Are they not breaking down the systems to extract the guts?  

I don’t think the petty thieves are - my understanding is they sell the cats intact, and the scrap guys do the extracting, or sell them to a third party who does:

Quote

Let’s assume that you have a pile of 500 or more old catalytic converters that you’ve been saving up. Let’s also assume that you got them by visiting an automobile junkyard, where you used a small cutoff tool to extract them from junked cars. You have proven it. You are a capable do-it-yourselfer.

So, can’t you use that same cutoff tool to open up all those cat converters, extract the platinum, rhodium, palladium and other materials they contain, and take those metals to a precious metals refinery? You’ve got the tool, you’ve got the time . . . so why not do it all yourself?
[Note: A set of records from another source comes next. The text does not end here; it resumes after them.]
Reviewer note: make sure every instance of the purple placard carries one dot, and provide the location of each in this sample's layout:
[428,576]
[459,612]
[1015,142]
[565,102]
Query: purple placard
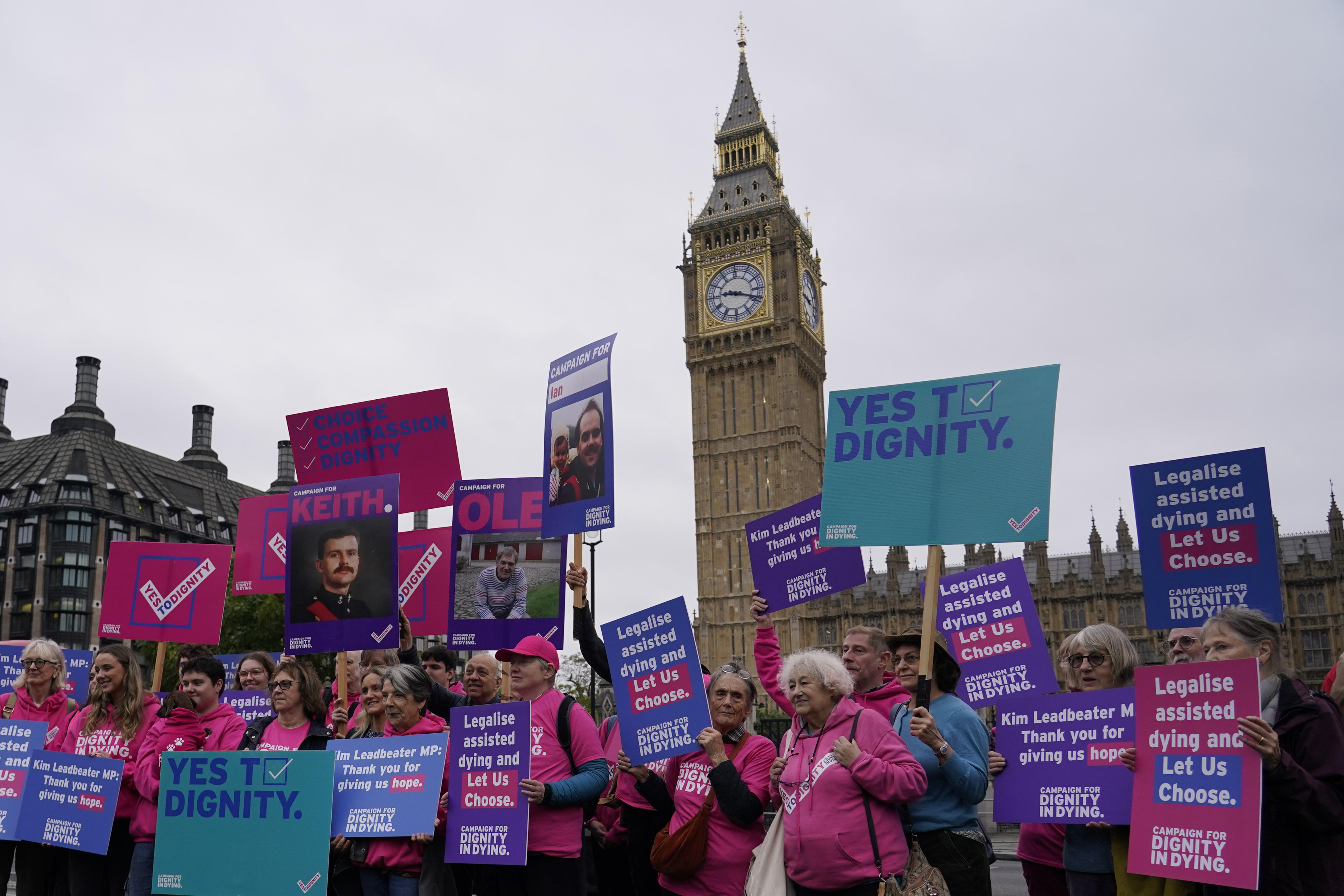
[495,608]
[788,565]
[405,434]
[341,586]
[1064,758]
[487,812]
[994,631]
[260,550]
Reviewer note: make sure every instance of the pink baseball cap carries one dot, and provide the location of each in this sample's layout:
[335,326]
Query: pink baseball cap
[533,645]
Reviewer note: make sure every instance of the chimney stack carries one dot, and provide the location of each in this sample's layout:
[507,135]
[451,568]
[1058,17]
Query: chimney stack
[85,414]
[284,471]
[5,430]
[201,456]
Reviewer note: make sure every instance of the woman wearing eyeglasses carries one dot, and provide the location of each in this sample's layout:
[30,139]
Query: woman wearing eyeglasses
[38,696]
[839,763]
[296,695]
[736,766]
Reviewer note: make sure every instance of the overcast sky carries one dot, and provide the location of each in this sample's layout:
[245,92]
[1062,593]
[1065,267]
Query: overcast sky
[276,207]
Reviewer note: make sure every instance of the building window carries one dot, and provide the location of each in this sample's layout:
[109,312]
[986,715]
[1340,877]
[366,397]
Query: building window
[1316,649]
[75,492]
[1076,617]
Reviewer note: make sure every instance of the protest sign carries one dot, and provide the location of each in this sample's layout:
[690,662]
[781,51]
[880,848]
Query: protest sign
[656,682]
[163,592]
[425,569]
[19,742]
[273,809]
[1197,788]
[388,788]
[509,577]
[341,586]
[788,563]
[1064,758]
[944,461]
[77,671]
[70,801]
[1206,538]
[577,454]
[405,434]
[994,632]
[260,545]
[487,813]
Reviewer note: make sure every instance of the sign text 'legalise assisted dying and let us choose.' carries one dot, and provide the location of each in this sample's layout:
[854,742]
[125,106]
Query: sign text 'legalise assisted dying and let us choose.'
[656,682]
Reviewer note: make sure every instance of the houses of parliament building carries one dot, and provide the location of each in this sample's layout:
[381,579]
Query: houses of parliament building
[756,351]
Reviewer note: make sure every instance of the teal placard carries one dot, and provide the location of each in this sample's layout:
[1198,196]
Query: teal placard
[947,461]
[244,823]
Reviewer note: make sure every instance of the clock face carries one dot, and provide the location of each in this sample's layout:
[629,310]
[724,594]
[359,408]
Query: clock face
[810,302]
[736,294]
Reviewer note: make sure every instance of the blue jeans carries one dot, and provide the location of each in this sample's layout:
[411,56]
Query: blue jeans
[142,871]
[388,885]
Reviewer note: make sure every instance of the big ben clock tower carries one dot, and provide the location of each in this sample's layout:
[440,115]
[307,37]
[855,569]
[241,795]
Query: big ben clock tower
[756,350]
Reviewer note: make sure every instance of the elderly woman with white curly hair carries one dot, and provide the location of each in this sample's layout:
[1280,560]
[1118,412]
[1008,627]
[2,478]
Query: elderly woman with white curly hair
[839,763]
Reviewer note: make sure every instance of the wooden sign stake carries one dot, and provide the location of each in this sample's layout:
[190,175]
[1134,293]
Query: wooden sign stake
[931,625]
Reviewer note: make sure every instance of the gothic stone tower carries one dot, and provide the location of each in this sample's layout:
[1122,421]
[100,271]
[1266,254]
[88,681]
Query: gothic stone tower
[756,350]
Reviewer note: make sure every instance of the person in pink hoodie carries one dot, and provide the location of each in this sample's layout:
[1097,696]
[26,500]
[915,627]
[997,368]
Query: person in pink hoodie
[393,864]
[38,696]
[865,655]
[113,725]
[203,723]
[837,762]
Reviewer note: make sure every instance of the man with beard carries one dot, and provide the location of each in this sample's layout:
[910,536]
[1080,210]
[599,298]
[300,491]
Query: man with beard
[338,563]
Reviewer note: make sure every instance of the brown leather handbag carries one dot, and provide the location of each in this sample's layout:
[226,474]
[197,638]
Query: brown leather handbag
[682,854]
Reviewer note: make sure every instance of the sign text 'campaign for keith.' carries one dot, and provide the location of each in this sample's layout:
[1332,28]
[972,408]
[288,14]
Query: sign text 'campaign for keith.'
[506,577]
[656,682]
[405,434]
[1197,788]
[577,456]
[1206,538]
[160,592]
[388,786]
[487,812]
[941,463]
[990,620]
[1064,758]
[788,563]
[341,586]
[272,808]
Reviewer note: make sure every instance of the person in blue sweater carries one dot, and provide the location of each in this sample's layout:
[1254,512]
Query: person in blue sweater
[952,745]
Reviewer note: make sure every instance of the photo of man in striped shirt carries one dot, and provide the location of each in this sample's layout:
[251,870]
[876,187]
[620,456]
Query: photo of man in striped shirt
[502,589]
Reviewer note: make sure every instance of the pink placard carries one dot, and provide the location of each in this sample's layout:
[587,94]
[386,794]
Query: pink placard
[425,566]
[260,550]
[159,592]
[1197,809]
[408,434]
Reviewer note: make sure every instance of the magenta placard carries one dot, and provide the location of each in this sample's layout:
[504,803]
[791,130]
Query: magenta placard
[1197,809]
[425,566]
[408,434]
[260,545]
[159,592]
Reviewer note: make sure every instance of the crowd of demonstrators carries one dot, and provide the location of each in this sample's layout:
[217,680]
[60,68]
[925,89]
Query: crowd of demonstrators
[952,745]
[193,718]
[113,725]
[865,655]
[732,776]
[1300,739]
[568,771]
[254,672]
[828,843]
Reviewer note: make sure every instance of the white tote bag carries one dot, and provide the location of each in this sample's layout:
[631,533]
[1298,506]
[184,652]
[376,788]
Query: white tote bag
[767,876]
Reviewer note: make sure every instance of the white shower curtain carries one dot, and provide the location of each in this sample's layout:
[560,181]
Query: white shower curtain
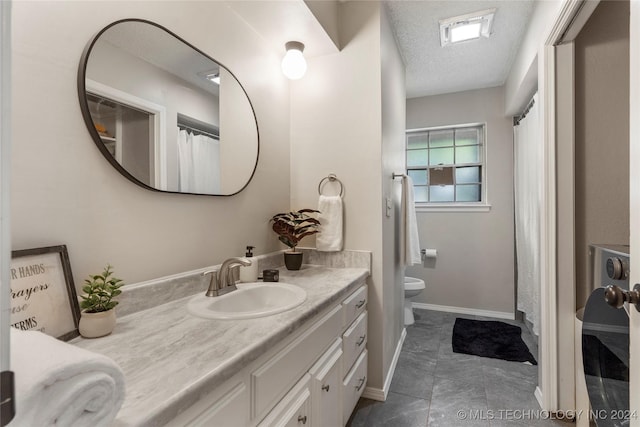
[198,163]
[528,167]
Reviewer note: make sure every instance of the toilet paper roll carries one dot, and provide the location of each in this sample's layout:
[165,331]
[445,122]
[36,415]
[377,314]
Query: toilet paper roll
[430,253]
[429,258]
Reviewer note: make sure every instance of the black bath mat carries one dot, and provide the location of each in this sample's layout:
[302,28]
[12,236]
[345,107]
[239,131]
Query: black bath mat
[493,339]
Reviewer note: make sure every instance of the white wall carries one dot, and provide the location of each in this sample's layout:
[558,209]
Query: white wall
[522,81]
[336,123]
[393,120]
[65,192]
[602,136]
[475,264]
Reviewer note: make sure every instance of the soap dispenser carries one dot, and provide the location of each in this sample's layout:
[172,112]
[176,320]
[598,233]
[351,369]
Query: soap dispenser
[250,272]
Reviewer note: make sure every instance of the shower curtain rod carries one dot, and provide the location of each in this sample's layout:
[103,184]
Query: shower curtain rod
[518,119]
[198,131]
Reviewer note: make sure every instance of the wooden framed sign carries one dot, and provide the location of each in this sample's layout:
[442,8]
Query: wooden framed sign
[43,296]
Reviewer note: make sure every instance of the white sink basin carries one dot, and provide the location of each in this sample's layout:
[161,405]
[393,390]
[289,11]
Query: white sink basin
[251,300]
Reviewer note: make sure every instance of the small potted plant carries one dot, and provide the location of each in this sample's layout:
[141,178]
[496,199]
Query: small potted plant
[291,227]
[98,315]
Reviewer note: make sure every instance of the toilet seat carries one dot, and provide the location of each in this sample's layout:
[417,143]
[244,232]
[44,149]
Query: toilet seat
[413,284]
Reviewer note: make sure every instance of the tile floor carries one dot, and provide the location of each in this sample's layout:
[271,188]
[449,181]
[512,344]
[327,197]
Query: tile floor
[435,387]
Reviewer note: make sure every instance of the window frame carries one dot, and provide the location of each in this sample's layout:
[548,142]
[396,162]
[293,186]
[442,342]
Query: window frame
[483,205]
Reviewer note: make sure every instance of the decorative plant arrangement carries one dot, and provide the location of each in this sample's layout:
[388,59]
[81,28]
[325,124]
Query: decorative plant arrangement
[98,317]
[291,227]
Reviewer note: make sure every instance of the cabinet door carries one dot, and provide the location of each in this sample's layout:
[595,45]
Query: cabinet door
[226,406]
[326,390]
[353,385]
[294,410]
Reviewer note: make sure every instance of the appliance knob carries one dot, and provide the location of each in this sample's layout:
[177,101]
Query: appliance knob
[616,297]
[615,268]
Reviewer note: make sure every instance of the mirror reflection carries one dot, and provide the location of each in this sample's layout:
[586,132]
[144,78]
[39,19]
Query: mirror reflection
[164,114]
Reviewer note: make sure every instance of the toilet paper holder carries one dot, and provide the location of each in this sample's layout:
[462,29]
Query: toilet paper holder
[428,253]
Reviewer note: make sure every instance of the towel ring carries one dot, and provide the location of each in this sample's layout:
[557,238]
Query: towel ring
[331,178]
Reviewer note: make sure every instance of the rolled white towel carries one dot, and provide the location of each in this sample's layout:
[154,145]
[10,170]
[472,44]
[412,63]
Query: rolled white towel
[59,384]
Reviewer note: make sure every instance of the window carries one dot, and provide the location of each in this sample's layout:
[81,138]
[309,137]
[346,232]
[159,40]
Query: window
[447,164]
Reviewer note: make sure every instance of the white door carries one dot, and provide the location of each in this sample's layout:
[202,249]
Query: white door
[634,198]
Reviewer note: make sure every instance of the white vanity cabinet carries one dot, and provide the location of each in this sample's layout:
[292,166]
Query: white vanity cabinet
[312,379]
[227,405]
[326,391]
[354,357]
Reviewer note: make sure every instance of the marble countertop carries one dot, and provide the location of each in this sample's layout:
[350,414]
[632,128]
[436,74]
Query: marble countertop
[170,357]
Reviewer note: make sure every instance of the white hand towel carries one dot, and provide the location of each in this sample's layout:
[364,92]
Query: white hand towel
[329,238]
[411,248]
[60,384]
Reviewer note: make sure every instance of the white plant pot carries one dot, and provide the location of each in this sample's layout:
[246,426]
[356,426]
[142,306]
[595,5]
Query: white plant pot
[94,325]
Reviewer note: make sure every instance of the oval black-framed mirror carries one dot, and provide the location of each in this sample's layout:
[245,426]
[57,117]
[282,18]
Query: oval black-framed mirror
[166,115]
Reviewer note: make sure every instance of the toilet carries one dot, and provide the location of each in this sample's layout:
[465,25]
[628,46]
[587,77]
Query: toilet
[412,287]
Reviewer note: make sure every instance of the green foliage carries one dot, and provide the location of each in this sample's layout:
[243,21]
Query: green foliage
[291,227]
[100,289]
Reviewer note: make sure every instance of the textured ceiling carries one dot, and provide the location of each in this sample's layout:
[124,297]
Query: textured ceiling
[161,49]
[475,64]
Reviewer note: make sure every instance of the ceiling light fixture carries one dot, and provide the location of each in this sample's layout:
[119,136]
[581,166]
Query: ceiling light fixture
[293,64]
[215,78]
[466,27]
[212,76]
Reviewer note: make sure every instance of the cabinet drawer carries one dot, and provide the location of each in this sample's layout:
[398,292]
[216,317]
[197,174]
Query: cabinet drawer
[272,380]
[353,386]
[294,409]
[353,305]
[226,406]
[354,341]
[326,385]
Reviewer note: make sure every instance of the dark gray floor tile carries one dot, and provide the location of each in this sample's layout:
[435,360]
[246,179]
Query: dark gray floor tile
[433,386]
[452,395]
[361,412]
[410,380]
[426,318]
[445,351]
[456,369]
[398,411]
[423,359]
[419,339]
[515,419]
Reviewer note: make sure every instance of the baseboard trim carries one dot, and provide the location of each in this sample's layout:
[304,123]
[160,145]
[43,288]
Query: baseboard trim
[464,310]
[381,394]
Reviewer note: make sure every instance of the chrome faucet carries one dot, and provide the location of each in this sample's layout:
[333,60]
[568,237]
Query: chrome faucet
[222,280]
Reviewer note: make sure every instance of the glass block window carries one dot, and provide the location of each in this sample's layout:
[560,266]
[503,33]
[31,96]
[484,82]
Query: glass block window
[446,164]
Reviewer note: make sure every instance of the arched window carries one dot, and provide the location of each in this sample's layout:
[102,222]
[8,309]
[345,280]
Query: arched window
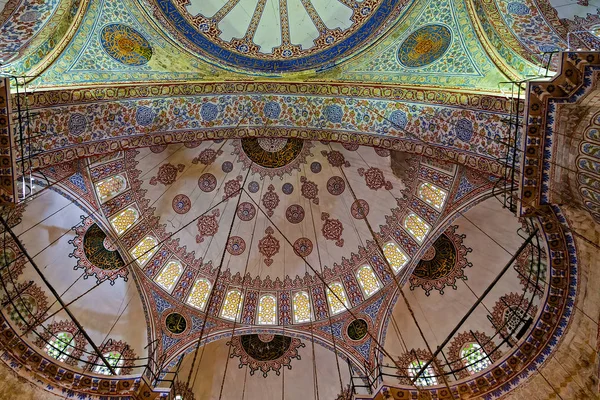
[416,226]
[432,195]
[110,187]
[124,220]
[474,358]
[114,359]
[427,378]
[169,274]
[145,249]
[199,294]
[339,303]
[301,304]
[59,346]
[232,305]
[368,281]
[395,257]
[267,310]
As much as we admire your gumption and willingness to eliminate a “middle man” who will extract those precious metals, your plan won’t work too well, for some reasons you might not know about.

First, the internal structures of catalytic converters are complicated and confusing. When you open one up, you are going to find a lot of passageways and housings where little pellets are located. When exhaust gases pass through, they react with those pellets, which reduce the quantity of noxious gases that the exhaust contains. So even though you can work hard to extract those pellets from the structures that hold them, you are going to end up with a lot of small pellets that contain platinum, palladium, and rhodium. But how much precious metal is really there? You are going to have to send all those pellets to a qualified precious metals refinery anyway to have them tested and analyzed. So why not just send your intact cat converters to a refinery in the first place for analysis? You aren’t accomplishing much by doing all the extracting on your own.

Second, the precious metals inside catalytic converters are not found in a pure state. The pellets contain platinum, palladium, rhodium and other precious metals, yes. But those pellets are made not of those pure precious metals, but of alloys that contain a number of metals. A qualified precious metals lab is going to have to separate out the precious metals anyway, so even though you are working hard to extract those pellets, in reality, you are not accomplishing much.